Burset M, Seledtsov I A, Solovyev V V
Informatic Division, The Sanger Centre, Hinxton, Cambridge, CB10 1SA, UK.
Nucleic Acids Res. 2000 Nov 1;28(21):4364-75. doi: 10.1093/nar/28.21.4364.
A set of 43 337 splice junction pairs was extracted from mammalian GenBank annotated genes. Expressed sequence tag (EST) sequences support 22 489 of them. Of these, 98.71% contain canonical dinucleotides GT and AG for donor and acceptor sites, respectively; 0.56% hold non-canonical GC-AG splice site pairs; and the remaining 0.73% occurs in a lot of small groups (with a maximum size of 0.05%). Studying these groups we observe that many of them contain splicing dinucleotides shifted from the annotated splice junction by one position. After close examination of such cases we present a new classification consisting of only eight observed types of splice site pairs (out of 256 a priori possible combinations). EST alignments allow us to verify the exonic part of the splice sites, but many non-canonical cases may be due to intron sequencing errors. This idea is given substantial support when we compare the sequences of human genes having non-canonical splice sites deposited in GenBank by high throughput genome sequencing projects (HTG). A high proportion (156 out of 171) of the human non-canonical and EST-supported splice site sequences had a clear match in the human HTG. They can be classified after corrections as: 79 GC-AG pairs (of which one was an error that corrected to GC-AG), 61 errors that were corrected to GT-AG canonical pairs, six AT-AC pairs (of which two were errors that corrected to AT-AC), one case was produced from non-existent intron, seven cases were found in HTG that were deposited to GenBank and finally there were only two cases left of supported non-canonical splice sites. If we assume that approximately the same situation is true for the whole set of annotated mammalian non-canonical splice sites, then the 99.24% of splice site pairs should be GT-AG, 0.69% GC-AG, 0.05% AT-AC and finally only 0.02% could consist of other types of non-canonical splice sites. We analyze several characteristics of EST-verified splice sites and build weight matrices for the major groups, which can be incorporated into gene prediction programs. We also present a set of EST-verified canonical splice sites larger by two orders of magnitude than the current one (22 199 entries versus approximately 600) and finally, a set of 290 EST-supported non-canonical splice sites. Both sets should be significant for future investigations of the splicing mechanism.

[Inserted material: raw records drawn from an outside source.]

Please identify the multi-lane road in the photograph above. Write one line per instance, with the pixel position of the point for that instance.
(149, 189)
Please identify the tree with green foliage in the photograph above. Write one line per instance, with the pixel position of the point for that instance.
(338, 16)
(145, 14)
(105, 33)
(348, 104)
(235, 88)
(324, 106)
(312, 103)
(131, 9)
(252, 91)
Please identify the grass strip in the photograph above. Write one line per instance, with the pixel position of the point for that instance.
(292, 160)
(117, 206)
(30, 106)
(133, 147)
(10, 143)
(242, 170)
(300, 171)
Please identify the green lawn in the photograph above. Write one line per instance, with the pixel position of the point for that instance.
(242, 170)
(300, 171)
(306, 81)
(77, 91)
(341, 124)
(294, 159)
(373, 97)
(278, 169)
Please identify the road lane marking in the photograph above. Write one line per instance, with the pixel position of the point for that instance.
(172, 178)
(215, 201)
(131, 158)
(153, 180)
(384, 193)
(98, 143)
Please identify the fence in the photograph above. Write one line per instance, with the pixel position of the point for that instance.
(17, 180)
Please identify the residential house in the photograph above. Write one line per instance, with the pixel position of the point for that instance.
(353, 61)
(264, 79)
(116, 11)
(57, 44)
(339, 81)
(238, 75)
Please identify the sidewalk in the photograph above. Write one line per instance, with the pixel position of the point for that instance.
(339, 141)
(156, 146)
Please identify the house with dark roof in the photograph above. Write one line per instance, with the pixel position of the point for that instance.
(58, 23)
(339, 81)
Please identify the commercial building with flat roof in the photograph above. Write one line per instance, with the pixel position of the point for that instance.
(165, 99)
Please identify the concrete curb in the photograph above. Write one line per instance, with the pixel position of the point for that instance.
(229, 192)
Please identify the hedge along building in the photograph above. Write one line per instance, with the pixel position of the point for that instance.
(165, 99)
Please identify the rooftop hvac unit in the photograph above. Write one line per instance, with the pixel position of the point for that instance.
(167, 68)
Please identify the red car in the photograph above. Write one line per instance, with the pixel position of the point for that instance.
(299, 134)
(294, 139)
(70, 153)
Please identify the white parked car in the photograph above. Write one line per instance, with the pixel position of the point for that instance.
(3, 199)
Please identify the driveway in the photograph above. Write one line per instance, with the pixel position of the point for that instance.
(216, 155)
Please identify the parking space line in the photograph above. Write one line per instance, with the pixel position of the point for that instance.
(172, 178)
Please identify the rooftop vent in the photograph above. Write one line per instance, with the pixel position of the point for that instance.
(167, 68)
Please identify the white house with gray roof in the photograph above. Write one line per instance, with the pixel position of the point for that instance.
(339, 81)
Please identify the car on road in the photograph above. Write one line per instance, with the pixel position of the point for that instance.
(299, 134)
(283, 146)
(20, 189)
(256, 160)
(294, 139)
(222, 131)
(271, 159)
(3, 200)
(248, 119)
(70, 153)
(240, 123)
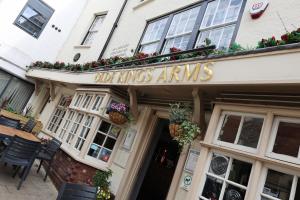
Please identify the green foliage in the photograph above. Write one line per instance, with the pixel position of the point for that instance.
(190, 131)
(100, 180)
(179, 112)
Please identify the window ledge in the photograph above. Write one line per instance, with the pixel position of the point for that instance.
(141, 3)
(82, 46)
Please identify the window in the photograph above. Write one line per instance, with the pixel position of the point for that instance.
(104, 141)
(34, 17)
(181, 29)
(95, 27)
(241, 129)
(66, 125)
(97, 103)
(87, 101)
(280, 186)
(78, 100)
(218, 21)
(58, 114)
(227, 178)
(84, 132)
(74, 128)
(285, 140)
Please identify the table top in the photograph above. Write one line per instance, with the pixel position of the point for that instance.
(9, 131)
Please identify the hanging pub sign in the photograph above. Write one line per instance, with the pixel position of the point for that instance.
(258, 8)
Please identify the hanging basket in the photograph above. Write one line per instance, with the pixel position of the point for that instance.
(117, 118)
(175, 130)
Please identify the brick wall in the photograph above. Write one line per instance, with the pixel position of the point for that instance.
(66, 169)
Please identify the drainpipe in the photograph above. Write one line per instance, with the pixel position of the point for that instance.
(112, 30)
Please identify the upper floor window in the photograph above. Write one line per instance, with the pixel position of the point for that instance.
(34, 17)
(180, 30)
(240, 130)
(285, 139)
(94, 28)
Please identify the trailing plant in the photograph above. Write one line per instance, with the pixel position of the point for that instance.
(100, 180)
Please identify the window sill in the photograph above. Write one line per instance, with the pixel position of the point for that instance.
(82, 47)
(142, 3)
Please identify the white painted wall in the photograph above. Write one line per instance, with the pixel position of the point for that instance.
(90, 53)
(18, 49)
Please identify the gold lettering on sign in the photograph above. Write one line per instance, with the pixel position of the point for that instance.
(194, 74)
(163, 75)
(207, 71)
(174, 73)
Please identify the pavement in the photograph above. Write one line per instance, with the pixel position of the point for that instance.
(33, 188)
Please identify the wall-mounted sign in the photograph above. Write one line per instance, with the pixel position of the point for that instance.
(258, 8)
(186, 73)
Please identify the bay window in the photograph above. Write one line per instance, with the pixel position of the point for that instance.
(226, 178)
(216, 20)
(104, 141)
(285, 139)
(280, 186)
(239, 130)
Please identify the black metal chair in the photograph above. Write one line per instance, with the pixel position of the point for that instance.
(72, 191)
(47, 153)
(9, 122)
(30, 124)
(20, 153)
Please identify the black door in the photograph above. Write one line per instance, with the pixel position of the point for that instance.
(156, 174)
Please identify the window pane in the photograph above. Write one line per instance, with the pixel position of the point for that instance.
(250, 132)
(218, 165)
(278, 185)
(287, 139)
(240, 172)
(154, 31)
(212, 188)
(233, 193)
(229, 128)
(104, 127)
(183, 22)
(149, 48)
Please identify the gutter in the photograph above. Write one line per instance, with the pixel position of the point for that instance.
(113, 29)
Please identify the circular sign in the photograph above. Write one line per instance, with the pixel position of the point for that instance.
(219, 165)
(233, 195)
(258, 7)
(187, 180)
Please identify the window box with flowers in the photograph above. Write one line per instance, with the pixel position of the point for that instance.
(118, 113)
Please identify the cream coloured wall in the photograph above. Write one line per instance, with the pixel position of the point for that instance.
(89, 53)
(269, 24)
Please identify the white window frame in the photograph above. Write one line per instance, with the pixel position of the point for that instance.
(69, 117)
(296, 178)
(72, 133)
(225, 179)
(270, 152)
(85, 130)
(93, 29)
(235, 145)
(97, 159)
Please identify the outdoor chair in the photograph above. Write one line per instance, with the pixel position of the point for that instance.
(72, 191)
(30, 124)
(47, 153)
(20, 153)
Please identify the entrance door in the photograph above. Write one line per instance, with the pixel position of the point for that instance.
(159, 165)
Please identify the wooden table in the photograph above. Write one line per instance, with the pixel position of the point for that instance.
(11, 132)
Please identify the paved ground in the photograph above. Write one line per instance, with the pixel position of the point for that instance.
(33, 188)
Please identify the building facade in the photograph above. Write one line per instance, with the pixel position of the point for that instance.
(246, 102)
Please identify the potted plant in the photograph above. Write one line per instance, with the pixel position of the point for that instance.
(100, 180)
(181, 128)
(118, 113)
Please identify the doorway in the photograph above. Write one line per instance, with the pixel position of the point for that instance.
(156, 173)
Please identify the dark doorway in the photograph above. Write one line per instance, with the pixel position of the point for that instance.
(156, 174)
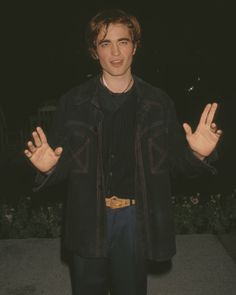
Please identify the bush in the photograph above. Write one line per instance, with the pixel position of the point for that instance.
(193, 214)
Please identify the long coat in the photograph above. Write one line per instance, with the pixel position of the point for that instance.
(160, 150)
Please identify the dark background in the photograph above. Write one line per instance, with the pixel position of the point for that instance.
(188, 50)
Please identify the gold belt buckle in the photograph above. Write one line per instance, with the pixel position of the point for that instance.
(115, 202)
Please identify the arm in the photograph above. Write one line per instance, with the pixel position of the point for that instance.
(204, 140)
(185, 160)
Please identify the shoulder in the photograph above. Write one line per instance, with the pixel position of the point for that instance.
(152, 93)
(80, 93)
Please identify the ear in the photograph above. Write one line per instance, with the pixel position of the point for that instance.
(134, 49)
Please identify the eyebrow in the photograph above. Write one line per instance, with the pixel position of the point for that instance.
(109, 41)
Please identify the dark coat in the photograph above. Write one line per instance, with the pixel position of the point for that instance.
(160, 149)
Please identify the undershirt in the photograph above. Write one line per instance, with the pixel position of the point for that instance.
(118, 141)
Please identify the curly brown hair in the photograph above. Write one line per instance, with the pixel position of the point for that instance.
(106, 17)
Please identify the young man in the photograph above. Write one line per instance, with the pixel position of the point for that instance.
(117, 140)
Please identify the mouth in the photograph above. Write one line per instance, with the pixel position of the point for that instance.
(116, 62)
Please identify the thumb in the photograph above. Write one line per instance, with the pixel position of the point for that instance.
(187, 129)
(58, 151)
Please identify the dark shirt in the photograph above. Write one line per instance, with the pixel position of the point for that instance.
(118, 141)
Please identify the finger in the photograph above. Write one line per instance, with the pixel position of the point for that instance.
(211, 114)
(31, 147)
(58, 151)
(187, 129)
(204, 114)
(219, 132)
(37, 140)
(213, 127)
(42, 135)
(28, 153)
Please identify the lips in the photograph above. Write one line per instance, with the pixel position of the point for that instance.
(117, 62)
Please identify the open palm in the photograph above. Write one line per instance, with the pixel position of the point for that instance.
(206, 136)
(41, 155)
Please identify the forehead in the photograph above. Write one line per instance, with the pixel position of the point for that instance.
(114, 31)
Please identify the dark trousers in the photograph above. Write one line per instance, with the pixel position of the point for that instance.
(124, 271)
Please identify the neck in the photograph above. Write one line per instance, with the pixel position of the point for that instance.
(117, 84)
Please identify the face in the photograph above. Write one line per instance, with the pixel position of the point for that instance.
(115, 50)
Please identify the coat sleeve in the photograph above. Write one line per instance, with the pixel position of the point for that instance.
(182, 160)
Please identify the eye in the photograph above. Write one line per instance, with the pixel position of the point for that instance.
(104, 44)
(124, 42)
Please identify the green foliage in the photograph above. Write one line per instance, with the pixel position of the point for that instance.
(193, 214)
(209, 214)
(25, 221)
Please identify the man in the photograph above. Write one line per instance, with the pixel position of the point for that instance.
(117, 140)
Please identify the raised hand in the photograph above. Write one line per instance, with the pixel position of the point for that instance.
(204, 140)
(41, 155)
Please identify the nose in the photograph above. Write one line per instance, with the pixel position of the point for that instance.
(115, 49)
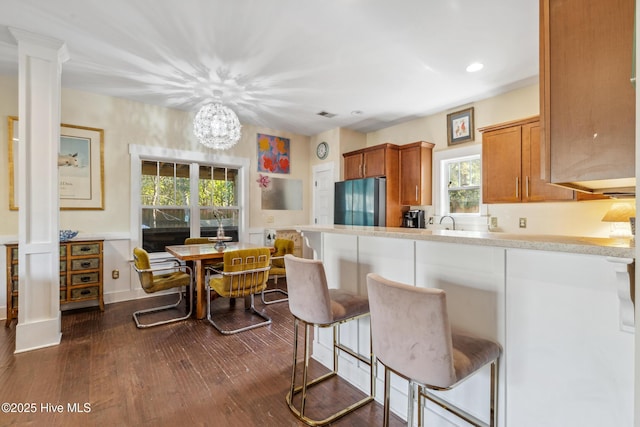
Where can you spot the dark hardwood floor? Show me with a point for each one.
(184, 373)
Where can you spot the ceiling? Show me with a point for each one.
(278, 63)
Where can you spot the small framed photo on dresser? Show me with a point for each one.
(460, 126)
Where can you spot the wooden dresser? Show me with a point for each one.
(81, 276)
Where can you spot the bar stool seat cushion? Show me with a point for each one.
(415, 337)
(470, 353)
(345, 305)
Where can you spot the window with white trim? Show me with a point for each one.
(461, 185)
(174, 206)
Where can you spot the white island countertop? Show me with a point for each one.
(603, 246)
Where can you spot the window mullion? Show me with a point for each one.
(194, 202)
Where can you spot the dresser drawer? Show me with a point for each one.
(80, 249)
(85, 264)
(85, 293)
(85, 278)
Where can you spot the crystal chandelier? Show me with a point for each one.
(217, 126)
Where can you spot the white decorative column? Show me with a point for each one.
(40, 68)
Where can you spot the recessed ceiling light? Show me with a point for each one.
(476, 66)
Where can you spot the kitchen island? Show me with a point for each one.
(561, 307)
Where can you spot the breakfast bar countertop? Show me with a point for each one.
(603, 246)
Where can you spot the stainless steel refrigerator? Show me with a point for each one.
(360, 202)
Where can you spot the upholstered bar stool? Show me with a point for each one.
(312, 302)
(412, 337)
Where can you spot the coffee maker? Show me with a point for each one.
(413, 218)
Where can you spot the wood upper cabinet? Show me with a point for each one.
(587, 100)
(371, 162)
(416, 173)
(511, 165)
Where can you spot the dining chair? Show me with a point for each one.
(244, 274)
(282, 248)
(313, 303)
(166, 274)
(412, 337)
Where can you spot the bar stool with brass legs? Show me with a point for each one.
(312, 302)
(411, 336)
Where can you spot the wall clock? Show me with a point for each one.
(322, 150)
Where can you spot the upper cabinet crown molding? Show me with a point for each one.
(587, 101)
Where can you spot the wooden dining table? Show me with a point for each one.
(203, 255)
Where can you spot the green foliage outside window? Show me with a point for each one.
(464, 186)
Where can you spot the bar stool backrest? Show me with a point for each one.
(309, 298)
(411, 331)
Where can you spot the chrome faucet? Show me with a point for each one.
(452, 220)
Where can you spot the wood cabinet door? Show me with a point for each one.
(587, 99)
(353, 166)
(410, 176)
(374, 163)
(536, 189)
(501, 165)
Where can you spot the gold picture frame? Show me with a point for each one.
(80, 165)
(460, 126)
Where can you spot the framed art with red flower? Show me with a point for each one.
(273, 154)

从哺乳动物基因库注释基因中提取了一组43337个剪接连接对。表达序列标签(EST)序列支持其中的22489个。其中,98.71%分别在供体和受体位点包含典型的二核苷酸GT和AG;0.56%具有非典型的GC-AG剪接位点对;其余0.73%分布在许多小群体中(最大群体规模为0.05%)。研究这些群体时我们发现,其中许多包含从注释的剪接连接处偏移一个位置的剪接二核苷酸。在仔细检查这些情况后,我们提出了一种新的分类,该分类仅包含观察到的8种剪接位点对类型(在256种先验可能的组合中)。EST比对使我们能够验证剪接位点的外显子部分,但许多非典型情况可能是由于内含子测序错误。当我们比较通过高通量基因组测序项目(HTG)存放在基因库中的具有非典型剪接位点的人类基因序列时,这一观点得到了有力支持。人类非典型且由EST支持的剪接位点序列中有很大一部分(171个中的156个)在人类HTG中有明确匹配。经过校正后它们可分类为:79个GC-AG对(其中一个是校正为GC-AG的错误),61个校正为GT-AG典型对的错误,6个AT-AC对(其中两个是校正为AT-AC的错误),1个由不存在的内含子产生的情况,在HTG中发现并存入基因库的7个情况,最后只剩下2个由EST支持的非典型剪接位点情况。如果我们假设对于整个注释的哺乳动物非典型剪接位点集情况大致相同,那么99.24%的剪接位点对应该是GT-AG,0.69%是GC-AG,0.05%是AT-AC,最后只有0.02%可能由其他类型的非典型剪接位点组成。我们分析了EST验证的剪接位点的几个特征,并为主要群体构建了权重矩阵,可将其纳入基因预测程序。我们还展示了一组EST验证的典型剪接位点,其规模比当前的大两个数量级(22199条记录对大约600条),最后展示了一组290个由EST支持的非典型剪接位点。这两组对于未来剪接机制的研究都应该具有重要意义。